Shopping for a new car can be stressful on a number of levels, the least of which is deciding what kind of automobile fits your budget.
Unfortunately, new cars are unaffordable for most Americans, with a new Bankrate.com study finding the median-income household can absorb the cost of a new car in just one of the country's 25 largest U.S. metropolitan areas. Residents of that city, Washington, D.C., have a relatively high median income of almost $100,000, which means the typical household there can handle a car with a price tag of up to $37,223, the study found.
Even used car purchases are out of reach for many consumers, the study found. The average price of a pre-owned car is about $19,200, or too expensive for residents in eight of the 25 biggest metro areas. Many middle-class families once enjoyed the tradition of trading in their old cars for the current models, but that practice has taken a hit because of two trends: a 35 percent increase in the cost of a new car over the past 35 years combined with a meager 3 percent increase in household income over the same time period, Bankrate.com said, citing an analyst for Autotrader.
"The main point of this research is to illustrate how Americans are having to overextend themselves to pay for a new car at today's prices," Bankrate.com analyst Claes Bell said in a statement. "Low- and middle-income households are having to stretch loan terms to six or more years and/or spend huge percentages of their paychecks to afford reliable transportation, and it's very difficult to get off that hamster wheel of debt once you're on it."

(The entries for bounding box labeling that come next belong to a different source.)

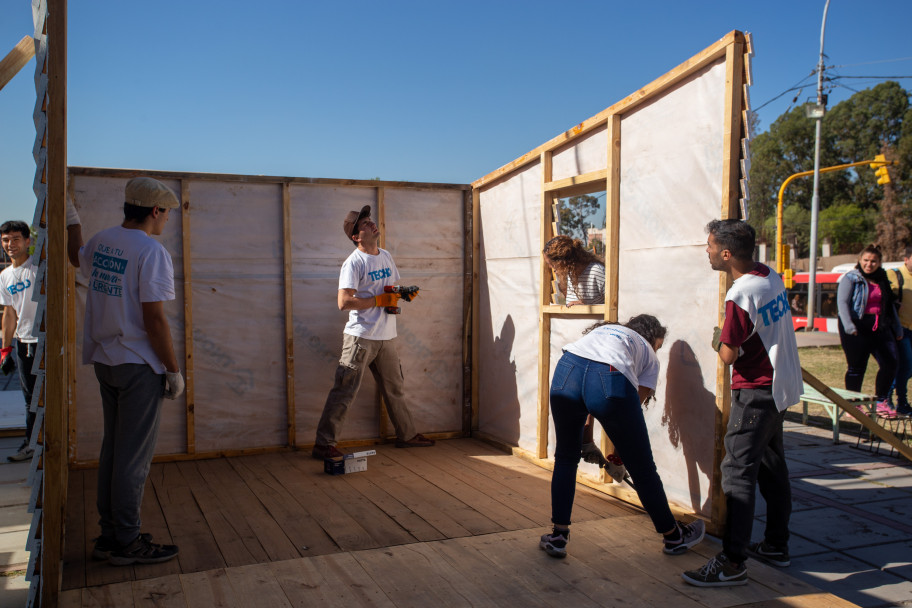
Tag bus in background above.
[788,262,903,334]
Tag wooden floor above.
[60,440,852,608]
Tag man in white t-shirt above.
[0,221,38,462]
[683,220,803,587]
[312,205,434,460]
[67,177,184,566]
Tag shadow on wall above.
[662,340,716,513]
[487,315,520,445]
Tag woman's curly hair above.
[542,235,602,295]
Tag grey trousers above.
[95,363,165,545]
[316,334,417,445]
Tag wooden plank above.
[0,36,35,90]
[270,455,379,551]
[181,179,196,454]
[133,574,187,608]
[462,191,478,437]
[282,182,297,446]
[269,553,395,608]
[147,463,225,578]
[472,30,744,188]
[180,562,244,608]
[801,367,912,460]
[535,150,554,458]
[228,564,291,608]
[82,582,133,608]
[542,169,608,198]
[177,462,269,566]
[69,167,472,190]
[342,466,446,541]
[231,455,339,555]
[388,440,547,530]
[197,459,300,560]
[385,450,516,534]
[40,0,68,606]
[61,471,85,588]
[472,188,481,431]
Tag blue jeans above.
[551,353,675,533]
[721,387,792,563]
[896,327,912,403]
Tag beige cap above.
[124,177,180,209]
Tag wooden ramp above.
[60,440,852,608]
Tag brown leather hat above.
[342,205,370,241]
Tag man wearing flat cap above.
[67,177,184,566]
[312,205,434,460]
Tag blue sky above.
[0,0,912,221]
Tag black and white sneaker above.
[681,553,747,587]
[108,534,178,566]
[662,519,706,555]
[747,541,792,568]
[538,530,570,557]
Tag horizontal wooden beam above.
[542,169,608,197]
[472,30,744,188]
[68,167,472,190]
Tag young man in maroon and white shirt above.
[683,220,802,587]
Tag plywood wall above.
[69,168,468,463]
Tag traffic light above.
[870,154,892,186]
[782,268,795,289]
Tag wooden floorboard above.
[61,440,851,608]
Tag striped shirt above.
[567,262,605,304]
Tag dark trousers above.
[839,315,899,399]
[95,363,165,545]
[15,339,36,443]
[722,387,792,563]
[551,353,675,533]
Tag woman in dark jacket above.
[836,245,902,418]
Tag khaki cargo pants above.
[316,334,417,445]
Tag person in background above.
[542,235,605,306]
[887,245,912,416]
[66,177,184,566]
[836,245,903,418]
[539,315,705,557]
[0,221,39,462]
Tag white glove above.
[67,196,82,228]
[580,441,609,467]
[165,370,184,399]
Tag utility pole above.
[805,0,830,331]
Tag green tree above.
[750,82,912,255]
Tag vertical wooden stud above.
[282,182,297,447]
[536,150,554,459]
[710,42,744,533]
[181,179,196,454]
[41,0,67,606]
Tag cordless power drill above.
[374,285,418,315]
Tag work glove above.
[374,293,402,308]
[67,196,82,228]
[0,346,16,376]
[165,370,184,399]
[580,441,608,468]
[713,326,722,352]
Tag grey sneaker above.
[747,541,792,568]
[662,519,706,555]
[108,534,178,566]
[538,531,570,557]
[681,553,747,587]
[6,443,35,462]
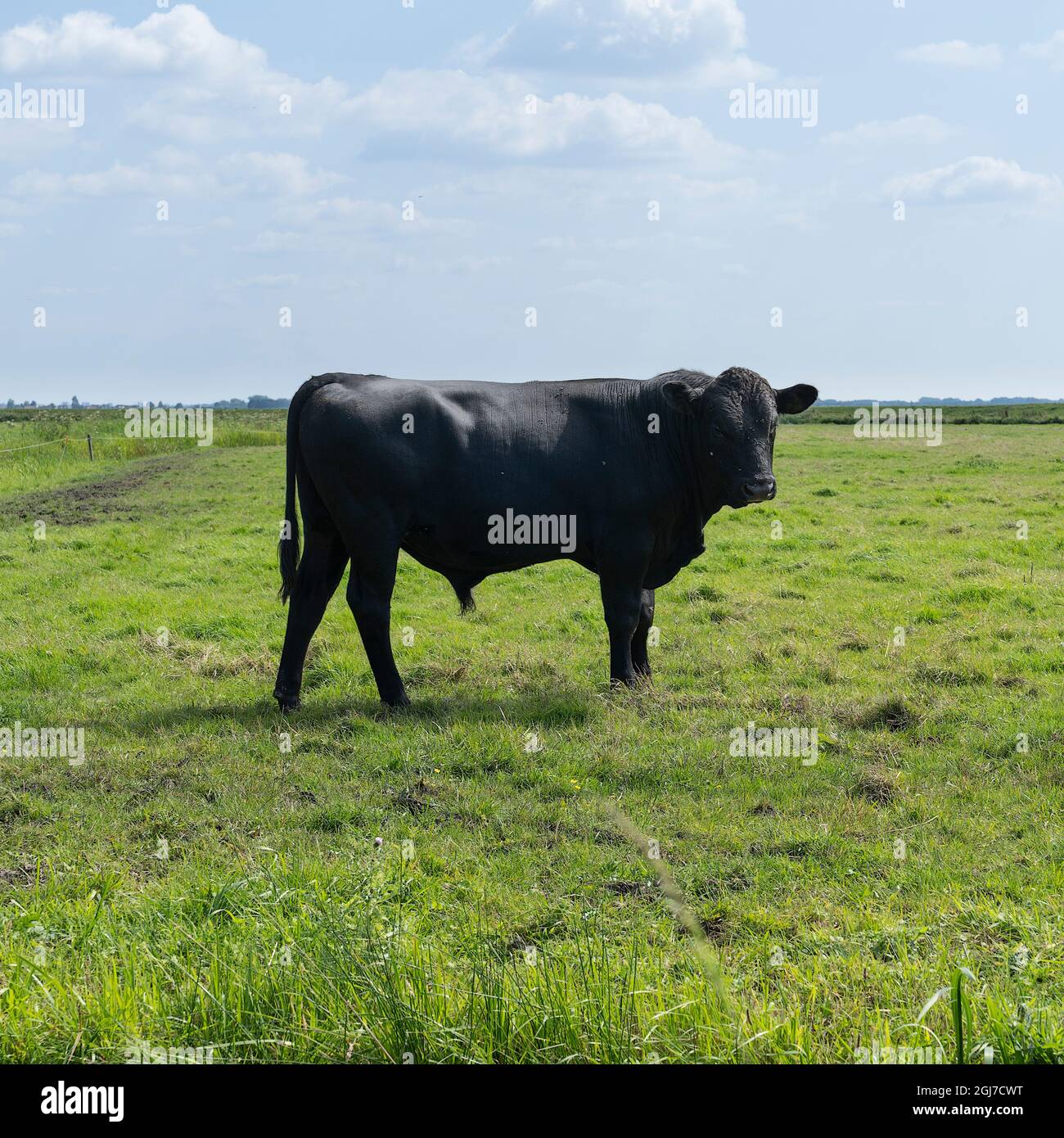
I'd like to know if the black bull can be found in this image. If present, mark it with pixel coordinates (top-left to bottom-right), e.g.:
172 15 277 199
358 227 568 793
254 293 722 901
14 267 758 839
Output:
274 368 817 710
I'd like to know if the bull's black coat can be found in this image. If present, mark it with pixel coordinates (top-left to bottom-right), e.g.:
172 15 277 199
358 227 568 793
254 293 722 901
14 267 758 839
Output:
274 368 817 709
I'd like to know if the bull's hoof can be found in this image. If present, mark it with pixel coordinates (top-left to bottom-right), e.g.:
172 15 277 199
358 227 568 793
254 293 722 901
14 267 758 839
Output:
610 675 639 689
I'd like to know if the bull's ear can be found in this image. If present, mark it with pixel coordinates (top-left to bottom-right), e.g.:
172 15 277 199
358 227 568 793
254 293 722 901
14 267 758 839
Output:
661 379 706 415
776 383 819 415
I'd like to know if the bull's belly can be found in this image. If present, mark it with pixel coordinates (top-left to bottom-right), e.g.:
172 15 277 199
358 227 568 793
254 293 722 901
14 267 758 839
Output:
400 526 594 577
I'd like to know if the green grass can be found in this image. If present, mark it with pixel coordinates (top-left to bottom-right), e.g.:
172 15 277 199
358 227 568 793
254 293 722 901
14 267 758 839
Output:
0 412 1064 1063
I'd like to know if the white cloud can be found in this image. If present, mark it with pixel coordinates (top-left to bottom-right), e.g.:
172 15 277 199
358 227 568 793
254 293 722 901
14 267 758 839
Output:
898 40 1002 70
0 3 349 142
886 156 1062 201
1020 31 1064 70
352 70 742 164
9 147 343 201
464 0 766 84
222 150 345 196
277 198 411 233
8 161 218 198
824 115 955 146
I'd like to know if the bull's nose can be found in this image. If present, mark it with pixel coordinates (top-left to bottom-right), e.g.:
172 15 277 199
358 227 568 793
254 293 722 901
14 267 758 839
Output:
743 478 776 502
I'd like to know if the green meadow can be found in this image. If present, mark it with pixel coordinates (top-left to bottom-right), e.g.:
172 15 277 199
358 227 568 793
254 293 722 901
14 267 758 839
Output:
0 408 1064 1063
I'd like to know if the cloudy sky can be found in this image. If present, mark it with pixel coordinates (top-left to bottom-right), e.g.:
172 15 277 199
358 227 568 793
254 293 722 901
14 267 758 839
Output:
0 0 1064 402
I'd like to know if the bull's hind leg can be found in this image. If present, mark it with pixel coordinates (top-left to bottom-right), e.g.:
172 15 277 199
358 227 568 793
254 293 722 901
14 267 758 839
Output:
632 589 654 680
273 517 347 711
347 535 410 708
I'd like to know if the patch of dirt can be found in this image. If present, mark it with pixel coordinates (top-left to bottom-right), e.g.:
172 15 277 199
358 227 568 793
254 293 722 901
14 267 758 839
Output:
854 697 916 730
0 454 189 526
850 770 898 806
603 878 656 896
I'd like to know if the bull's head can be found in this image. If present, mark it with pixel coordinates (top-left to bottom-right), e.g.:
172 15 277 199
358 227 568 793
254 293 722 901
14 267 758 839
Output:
662 368 817 510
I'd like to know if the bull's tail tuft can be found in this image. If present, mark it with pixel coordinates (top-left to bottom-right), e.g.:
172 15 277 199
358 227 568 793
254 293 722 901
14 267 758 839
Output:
277 376 336 604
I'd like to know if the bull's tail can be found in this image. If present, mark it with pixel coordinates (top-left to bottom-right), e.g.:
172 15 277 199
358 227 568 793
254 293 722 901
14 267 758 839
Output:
277 376 336 603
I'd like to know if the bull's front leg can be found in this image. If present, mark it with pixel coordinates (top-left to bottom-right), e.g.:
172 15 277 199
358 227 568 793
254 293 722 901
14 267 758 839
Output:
601 572 645 688
632 589 654 680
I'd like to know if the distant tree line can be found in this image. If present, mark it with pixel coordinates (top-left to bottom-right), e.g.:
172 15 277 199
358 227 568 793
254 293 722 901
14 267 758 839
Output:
5 395 291 411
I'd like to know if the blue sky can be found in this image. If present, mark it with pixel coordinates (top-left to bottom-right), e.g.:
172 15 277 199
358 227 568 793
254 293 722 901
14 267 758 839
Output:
0 0 1064 403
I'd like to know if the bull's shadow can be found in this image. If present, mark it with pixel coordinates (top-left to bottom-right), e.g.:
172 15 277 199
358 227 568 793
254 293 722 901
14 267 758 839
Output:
132 688 596 732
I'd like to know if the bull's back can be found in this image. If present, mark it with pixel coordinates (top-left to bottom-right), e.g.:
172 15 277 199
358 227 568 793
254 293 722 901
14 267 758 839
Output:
300 377 624 503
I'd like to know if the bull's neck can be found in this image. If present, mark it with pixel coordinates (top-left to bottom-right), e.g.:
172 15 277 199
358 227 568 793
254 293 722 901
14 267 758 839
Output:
654 387 720 527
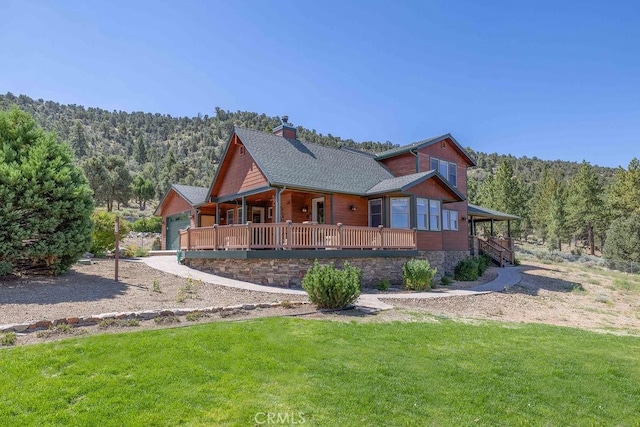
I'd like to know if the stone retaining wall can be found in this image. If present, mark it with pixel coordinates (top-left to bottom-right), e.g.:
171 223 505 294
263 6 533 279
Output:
183 251 469 287
0 301 309 333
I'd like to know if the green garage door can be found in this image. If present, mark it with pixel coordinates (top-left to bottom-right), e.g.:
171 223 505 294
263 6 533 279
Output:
167 213 191 250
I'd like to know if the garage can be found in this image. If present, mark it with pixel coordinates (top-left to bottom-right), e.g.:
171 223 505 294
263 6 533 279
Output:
166 212 191 250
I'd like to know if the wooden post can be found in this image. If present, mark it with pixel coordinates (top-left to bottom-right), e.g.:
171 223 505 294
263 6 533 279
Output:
242 221 251 250
114 216 120 282
284 219 293 249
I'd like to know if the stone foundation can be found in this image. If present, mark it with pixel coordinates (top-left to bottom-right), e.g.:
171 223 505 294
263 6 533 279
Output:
183 251 469 287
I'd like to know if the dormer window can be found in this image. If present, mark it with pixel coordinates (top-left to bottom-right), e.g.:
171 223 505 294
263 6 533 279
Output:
429 157 458 187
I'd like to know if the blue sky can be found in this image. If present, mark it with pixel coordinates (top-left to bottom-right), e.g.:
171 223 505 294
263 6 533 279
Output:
0 0 640 167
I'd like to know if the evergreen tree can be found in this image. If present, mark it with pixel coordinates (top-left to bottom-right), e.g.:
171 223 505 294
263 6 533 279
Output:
567 161 605 255
131 175 156 211
0 108 93 275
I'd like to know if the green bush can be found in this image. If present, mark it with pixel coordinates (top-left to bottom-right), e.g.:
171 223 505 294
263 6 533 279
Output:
453 257 480 281
131 216 162 233
0 108 93 276
91 211 129 254
402 259 437 291
302 260 362 308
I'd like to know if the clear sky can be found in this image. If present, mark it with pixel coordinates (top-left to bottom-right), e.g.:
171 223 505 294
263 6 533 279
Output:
0 0 640 167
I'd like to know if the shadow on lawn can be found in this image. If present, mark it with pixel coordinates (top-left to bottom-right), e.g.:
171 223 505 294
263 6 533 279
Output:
0 271 129 305
507 265 584 295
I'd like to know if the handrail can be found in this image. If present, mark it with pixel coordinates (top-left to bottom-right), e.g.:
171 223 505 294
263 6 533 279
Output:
180 221 417 250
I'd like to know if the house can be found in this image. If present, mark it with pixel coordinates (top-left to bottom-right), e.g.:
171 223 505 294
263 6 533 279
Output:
156 117 516 285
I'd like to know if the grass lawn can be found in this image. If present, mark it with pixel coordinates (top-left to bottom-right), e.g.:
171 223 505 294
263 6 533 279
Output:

Typical consumers in Miami have the toughest time affording a new car, given the lower median household income in that area. The median household in that South Florida metro area can only spring for a car with a price tag of $13,576, according to the "20/4/10" rule.
That rule of thumb for car affordability means a household should make a down payment of 20 percent on a car, secure auto financing that lasts four years or less, and make sure that principal, interest and insurance together add up to no more than 10 percent of their gross income.
As Bell noted, Americans are now more likely to take out long-term auto loans than in previous decades because the practice lowers the monthly repayment amount on the vehicle. About one-third of all auto loans through February 2017 were for durations of between 6 to 7 years. Longer-term loans are also popping up more frequently for used cars, according to Automotive News.
The average cost of a new car was $33,261 in May, according to Kelley Blue Book. With the Federal Reserve increasing interest rates, it's expected that auto loans will follow suit, adding to the borrowing costs for car purchasers.
Below are the 5 most and least affordable cities for car purchases, based on the median household income in those cities. The price of an affordable car for residents of those cities is in parenthesis followed with the corresponding monthly payment.
Most affordable cities for locals buying cars
1. Washington, D.C. (car price: $37,223 / monthly payment: $697)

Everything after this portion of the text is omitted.